I love how the comments so far are complaining about “clickbait headlines” when in the article he says he doesn’t consider these to be “clickbait” because the definition doesn’t fit these.
That’s probably because the definition is a personal one. In the very literal sense of the word, a headline baiting you into clicking onto it needlessly is clickbait. It baited you into clicking.
And while the author is free to use a very narrow definition, it’s entirely reasonable - and has as far as I can tell become the norm - to define it as any headline where the article only says something that would have trivially fit into the headline to begin with.

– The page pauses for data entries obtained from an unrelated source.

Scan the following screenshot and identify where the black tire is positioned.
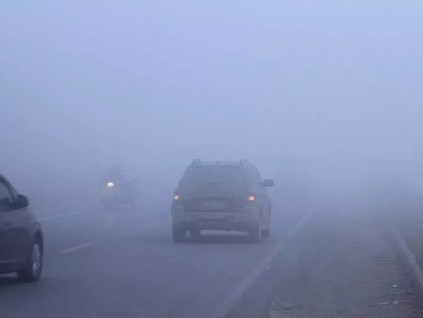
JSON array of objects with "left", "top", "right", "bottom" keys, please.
[
  {"left": 248, "top": 219, "right": 263, "bottom": 243},
  {"left": 172, "top": 224, "right": 186, "bottom": 242},
  {"left": 17, "top": 238, "right": 43, "bottom": 283},
  {"left": 189, "top": 229, "right": 201, "bottom": 242}
]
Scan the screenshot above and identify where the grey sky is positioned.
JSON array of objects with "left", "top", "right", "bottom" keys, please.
[{"left": 0, "top": 0, "right": 423, "bottom": 188}]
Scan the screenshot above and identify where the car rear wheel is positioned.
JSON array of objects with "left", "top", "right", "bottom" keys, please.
[
  {"left": 18, "top": 238, "right": 43, "bottom": 282},
  {"left": 172, "top": 224, "right": 186, "bottom": 242},
  {"left": 249, "top": 219, "right": 263, "bottom": 243}
]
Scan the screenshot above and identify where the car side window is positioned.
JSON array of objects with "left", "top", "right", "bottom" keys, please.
[{"left": 0, "top": 180, "right": 13, "bottom": 206}]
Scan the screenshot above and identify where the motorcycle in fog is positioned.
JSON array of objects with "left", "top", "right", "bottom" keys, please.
[{"left": 101, "top": 180, "right": 137, "bottom": 210}]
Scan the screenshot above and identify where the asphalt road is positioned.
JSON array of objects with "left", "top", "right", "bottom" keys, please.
[
  {"left": 0, "top": 198, "right": 423, "bottom": 318},
  {"left": 0, "top": 199, "right": 301, "bottom": 318}
]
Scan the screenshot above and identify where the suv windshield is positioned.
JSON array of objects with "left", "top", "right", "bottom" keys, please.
[{"left": 181, "top": 165, "right": 244, "bottom": 184}]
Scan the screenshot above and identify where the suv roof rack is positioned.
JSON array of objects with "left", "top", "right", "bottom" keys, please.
[{"left": 191, "top": 159, "right": 201, "bottom": 165}]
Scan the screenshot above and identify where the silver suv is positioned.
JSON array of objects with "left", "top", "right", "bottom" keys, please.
[{"left": 172, "top": 160, "right": 273, "bottom": 242}]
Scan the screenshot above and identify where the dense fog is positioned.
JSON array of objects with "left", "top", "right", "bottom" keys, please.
[{"left": 0, "top": 0, "right": 423, "bottom": 207}]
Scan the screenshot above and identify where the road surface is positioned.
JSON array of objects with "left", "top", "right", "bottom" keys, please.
[{"left": 0, "top": 198, "right": 422, "bottom": 318}]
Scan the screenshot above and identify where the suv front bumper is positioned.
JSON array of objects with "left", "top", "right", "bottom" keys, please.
[{"left": 172, "top": 208, "right": 259, "bottom": 232}]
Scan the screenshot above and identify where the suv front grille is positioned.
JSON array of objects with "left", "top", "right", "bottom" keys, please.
[{"left": 183, "top": 197, "right": 243, "bottom": 213}]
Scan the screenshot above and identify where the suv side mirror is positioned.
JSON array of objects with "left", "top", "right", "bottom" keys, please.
[
  {"left": 13, "top": 194, "right": 29, "bottom": 209},
  {"left": 263, "top": 179, "right": 275, "bottom": 188}
]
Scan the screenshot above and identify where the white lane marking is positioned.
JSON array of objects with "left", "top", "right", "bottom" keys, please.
[
  {"left": 39, "top": 212, "right": 88, "bottom": 221},
  {"left": 210, "top": 212, "right": 312, "bottom": 318},
  {"left": 60, "top": 242, "right": 96, "bottom": 254}
]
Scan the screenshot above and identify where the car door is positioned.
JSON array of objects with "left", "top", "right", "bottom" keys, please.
[
  {"left": 0, "top": 178, "right": 30, "bottom": 267},
  {"left": 250, "top": 166, "right": 270, "bottom": 228},
  {"left": 0, "top": 178, "right": 13, "bottom": 267}
]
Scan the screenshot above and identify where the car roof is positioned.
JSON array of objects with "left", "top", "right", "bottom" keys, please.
[{"left": 191, "top": 159, "right": 248, "bottom": 167}]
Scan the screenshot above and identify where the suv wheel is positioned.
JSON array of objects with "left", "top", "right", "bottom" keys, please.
[
  {"left": 249, "top": 218, "right": 263, "bottom": 243},
  {"left": 172, "top": 223, "right": 186, "bottom": 242},
  {"left": 18, "top": 238, "right": 43, "bottom": 282}
]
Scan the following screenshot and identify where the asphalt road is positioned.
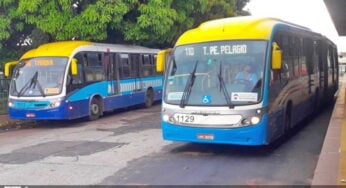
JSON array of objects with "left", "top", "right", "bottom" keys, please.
[{"left": 0, "top": 105, "right": 332, "bottom": 185}]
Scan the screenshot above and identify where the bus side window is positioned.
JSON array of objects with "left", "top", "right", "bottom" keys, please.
[
  {"left": 85, "top": 52, "right": 105, "bottom": 81},
  {"left": 119, "top": 54, "right": 130, "bottom": 78},
  {"left": 142, "top": 54, "right": 153, "bottom": 77},
  {"left": 71, "top": 53, "right": 85, "bottom": 85},
  {"left": 130, "top": 54, "right": 141, "bottom": 78}
]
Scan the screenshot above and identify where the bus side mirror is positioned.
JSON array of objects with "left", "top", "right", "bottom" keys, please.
[
  {"left": 156, "top": 48, "right": 172, "bottom": 72},
  {"left": 4, "top": 61, "right": 18, "bottom": 78},
  {"left": 272, "top": 42, "right": 282, "bottom": 70},
  {"left": 70, "top": 58, "right": 78, "bottom": 76}
]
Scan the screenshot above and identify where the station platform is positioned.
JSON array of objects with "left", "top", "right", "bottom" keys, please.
[
  {"left": 311, "top": 75, "right": 346, "bottom": 186},
  {"left": 0, "top": 78, "right": 346, "bottom": 186}
]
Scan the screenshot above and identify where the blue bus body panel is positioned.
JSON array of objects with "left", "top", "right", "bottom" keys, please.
[
  {"left": 162, "top": 116, "right": 269, "bottom": 145},
  {"left": 9, "top": 76, "right": 162, "bottom": 120}
]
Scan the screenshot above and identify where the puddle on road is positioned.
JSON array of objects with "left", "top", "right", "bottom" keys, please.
[{"left": 0, "top": 141, "right": 127, "bottom": 164}]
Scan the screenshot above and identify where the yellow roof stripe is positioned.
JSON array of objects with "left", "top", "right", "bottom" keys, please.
[
  {"left": 176, "top": 16, "right": 302, "bottom": 46},
  {"left": 20, "top": 41, "right": 92, "bottom": 59}
]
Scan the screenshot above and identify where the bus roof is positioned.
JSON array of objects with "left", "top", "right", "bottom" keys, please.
[
  {"left": 176, "top": 16, "right": 311, "bottom": 46},
  {"left": 20, "top": 41, "right": 159, "bottom": 59},
  {"left": 20, "top": 41, "right": 92, "bottom": 59}
]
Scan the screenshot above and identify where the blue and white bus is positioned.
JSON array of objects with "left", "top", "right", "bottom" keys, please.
[
  {"left": 5, "top": 41, "right": 163, "bottom": 120},
  {"left": 157, "top": 16, "right": 338, "bottom": 145}
]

So for example, this very article could be better titled “Clickbait has made video game headlines exhausting to read”, and without being longer it would convey the crucial part of information - why is it exhausting?! - without someone having to first open and scan the article. Which, if the article were well-written, they’d still want to do, assuming the subject matter is of interest to them.
And that’s the thing: clickbait precludes being allowed this choice. By not telling you the crucial piece of information, you are forced to open the article (generating ad impressions!) to find out whether you want to read it or not, often wasting time diagonally scanning said article.
I love how this headline, too, doesn’t tell us what it’s about. But fair enough, it’s a good way to poke fun at the clickbait problem.
And frankly, the shitty part is that by now clickbait headlines/titles have become utterly ubiquitous. To the point where most users will no longer even notice, because they’ve become 100% of headlines.
I think for that title to accurately reflect the overall complaint it would be something more like “I Don’t Really Understand What This New Movie Release Was About, And It Wasn’t Good, But I Didn’t Hate It” or to use the lower level comment’s example “You Can Finally Fall for Your Favorite Character In This Dating Sim Based on a Popular Recent Release”.
Where the title is intentionally vague so that you need to read it to even understand what they are talking about. The original titles could be easily summarized as “Opinions on Five Nights At Freddy’s movie” or “Dating Sim based on character from Armored Core 6” just based on the title alone. So if you are aren’t interested in either of those topics, you can easily skip reading.
It's just a celebration of videogames, an event for fun, an average of opinions. There is nothing to fight against or try to prevent. Simply put, if you don't like, don't watch it. To me it's a relaxed day and I like watching that event. Don't ruin it for others, because you hate it.
There are many Award shows and events for Games. What about them? Do you hate them all?
They made Crucible which got some hype, but it flopped hard. For a game that was in development for 6 years, it didnt feel like they playtested it at all.
So much snarky hate from baby coders but can you imagine if you had to be a person and pick up the phone and actually talk to your customers. Or actually manage your own time and stay on task?
Perhaps if you’d get over your density, you’d realise that a lot of developers (myself included) do manage our own time. That take of yours isn’t it. You may want to reconsider.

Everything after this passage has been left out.